Ungenutztes Potenzial bei nachhaltigen Versicherungen

Prof. Dr. Matthias BeenkenFachhochschule Dortmund

Als Teil der Finanzwirtschaft sollen Lebensversicherungsunternehmen nach den Vorstellungen der Europäischen Union mithelfen, Kapital hin zu nachhaltigen Investitionen umzuschichten. Der Ansatz ist komplex und wirft Fragen auf.

Die Realwirtschaft soll nachhaltig transformiert und darin durch professionelle Investoren finanziell unterstützt und bestärkt werden („Green Deal“) – das könnte man durch direkte Vorgaben an die Unternehmen der Realwirtschaft möglicherweise effektiver und effizienter erreichen.

Verpflichtend für die Anbieter, freiwillig für die Kund*innen

Hinzu kommt, dass die Umschichtung nur durch eine freiwillige Entscheidung der (Versicherungs- und sonstigen) Anleger*innen erfolgen kann. Die Unternehmen der Finanzwirtschaft müssen zusätzlichen Befragungs- und Beratungsaufwand im Rahmen der sogenannten Geeignetheitsprüfung betreiben, dem kein unmittelbar erkennbarer Nutzen gegenübersteht.

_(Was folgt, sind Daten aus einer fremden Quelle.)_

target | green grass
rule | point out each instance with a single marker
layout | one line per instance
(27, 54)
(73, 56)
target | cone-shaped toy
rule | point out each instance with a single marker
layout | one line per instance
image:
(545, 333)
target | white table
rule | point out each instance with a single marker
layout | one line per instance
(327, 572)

Im Gegenteil: Angesichts der lückenhaften, verspäteten Rechtsvorgaben der EU ist das Angebot an nachweislich geeigneten Anlagen unzureichend und das Enttäuschungspotenzial bei den an Nachhaltigkeit interessierten Kund*innen hoch.

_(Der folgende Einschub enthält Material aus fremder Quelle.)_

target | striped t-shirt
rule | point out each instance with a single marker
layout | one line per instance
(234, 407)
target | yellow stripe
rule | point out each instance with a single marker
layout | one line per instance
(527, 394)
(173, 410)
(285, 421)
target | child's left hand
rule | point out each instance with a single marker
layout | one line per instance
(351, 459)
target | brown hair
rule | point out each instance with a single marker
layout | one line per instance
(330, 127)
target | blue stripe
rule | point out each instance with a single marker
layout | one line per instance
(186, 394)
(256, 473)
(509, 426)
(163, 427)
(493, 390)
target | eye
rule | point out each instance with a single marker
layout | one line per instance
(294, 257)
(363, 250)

Prof. Dr. Matthias Beenken

Unterlassen die Unternehmen diese Beratung oder sind nicht erfolgreich genug, könnten sie sich Greenwashing-Vorwürfen aussetzen, weil die pflichtweise veröffentlichten Nachhaltigkeitsstrategien und das konkrete Handeln nicht zusammenpassen.

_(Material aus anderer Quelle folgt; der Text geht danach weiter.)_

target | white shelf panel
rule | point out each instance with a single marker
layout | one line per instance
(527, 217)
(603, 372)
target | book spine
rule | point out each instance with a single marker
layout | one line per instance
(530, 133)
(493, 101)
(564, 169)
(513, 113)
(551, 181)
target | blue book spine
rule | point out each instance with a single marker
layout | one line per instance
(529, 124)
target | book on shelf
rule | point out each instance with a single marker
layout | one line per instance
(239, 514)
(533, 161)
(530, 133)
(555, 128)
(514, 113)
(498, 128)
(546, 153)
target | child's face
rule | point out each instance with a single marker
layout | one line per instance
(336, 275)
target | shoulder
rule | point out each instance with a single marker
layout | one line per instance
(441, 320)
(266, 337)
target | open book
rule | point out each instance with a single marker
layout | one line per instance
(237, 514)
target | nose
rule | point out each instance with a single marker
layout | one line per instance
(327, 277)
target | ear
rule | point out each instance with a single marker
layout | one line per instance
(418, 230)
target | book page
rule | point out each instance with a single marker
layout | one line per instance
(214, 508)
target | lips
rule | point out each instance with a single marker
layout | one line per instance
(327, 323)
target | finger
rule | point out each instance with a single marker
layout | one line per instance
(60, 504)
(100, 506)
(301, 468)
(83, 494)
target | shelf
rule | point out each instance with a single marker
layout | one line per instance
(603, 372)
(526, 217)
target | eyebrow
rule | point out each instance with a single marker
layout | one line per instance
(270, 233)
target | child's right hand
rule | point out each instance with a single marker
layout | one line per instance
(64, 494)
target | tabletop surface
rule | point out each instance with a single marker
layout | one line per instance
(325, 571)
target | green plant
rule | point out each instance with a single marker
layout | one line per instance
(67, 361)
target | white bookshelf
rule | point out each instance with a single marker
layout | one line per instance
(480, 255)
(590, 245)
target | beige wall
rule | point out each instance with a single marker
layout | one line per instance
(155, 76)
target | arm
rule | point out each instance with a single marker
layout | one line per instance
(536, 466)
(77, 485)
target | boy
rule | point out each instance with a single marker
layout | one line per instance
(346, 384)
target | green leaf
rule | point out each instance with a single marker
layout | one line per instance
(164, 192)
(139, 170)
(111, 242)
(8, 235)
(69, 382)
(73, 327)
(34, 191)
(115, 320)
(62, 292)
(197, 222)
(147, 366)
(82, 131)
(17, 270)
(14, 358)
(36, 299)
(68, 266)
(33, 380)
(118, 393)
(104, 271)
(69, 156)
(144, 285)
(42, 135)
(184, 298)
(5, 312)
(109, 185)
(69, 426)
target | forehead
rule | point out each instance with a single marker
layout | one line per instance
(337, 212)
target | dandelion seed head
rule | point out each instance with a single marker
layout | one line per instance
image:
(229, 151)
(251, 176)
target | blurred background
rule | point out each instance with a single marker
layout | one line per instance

Zu allem Überfluss sieht sich die Versicherungswirtschaft hartnäckig Vorwürfen ausgesetzt, zu hohe Abschluss- und Vertriebskosten zulasten der Vertragsrenditen aufzuweisen. Europäische wie deutsche Diskussionen über mögliche Provisionsverbote, -deckel oder -richtwerte reißen nicht ab. So richtig gut passt das alles nicht zusammen.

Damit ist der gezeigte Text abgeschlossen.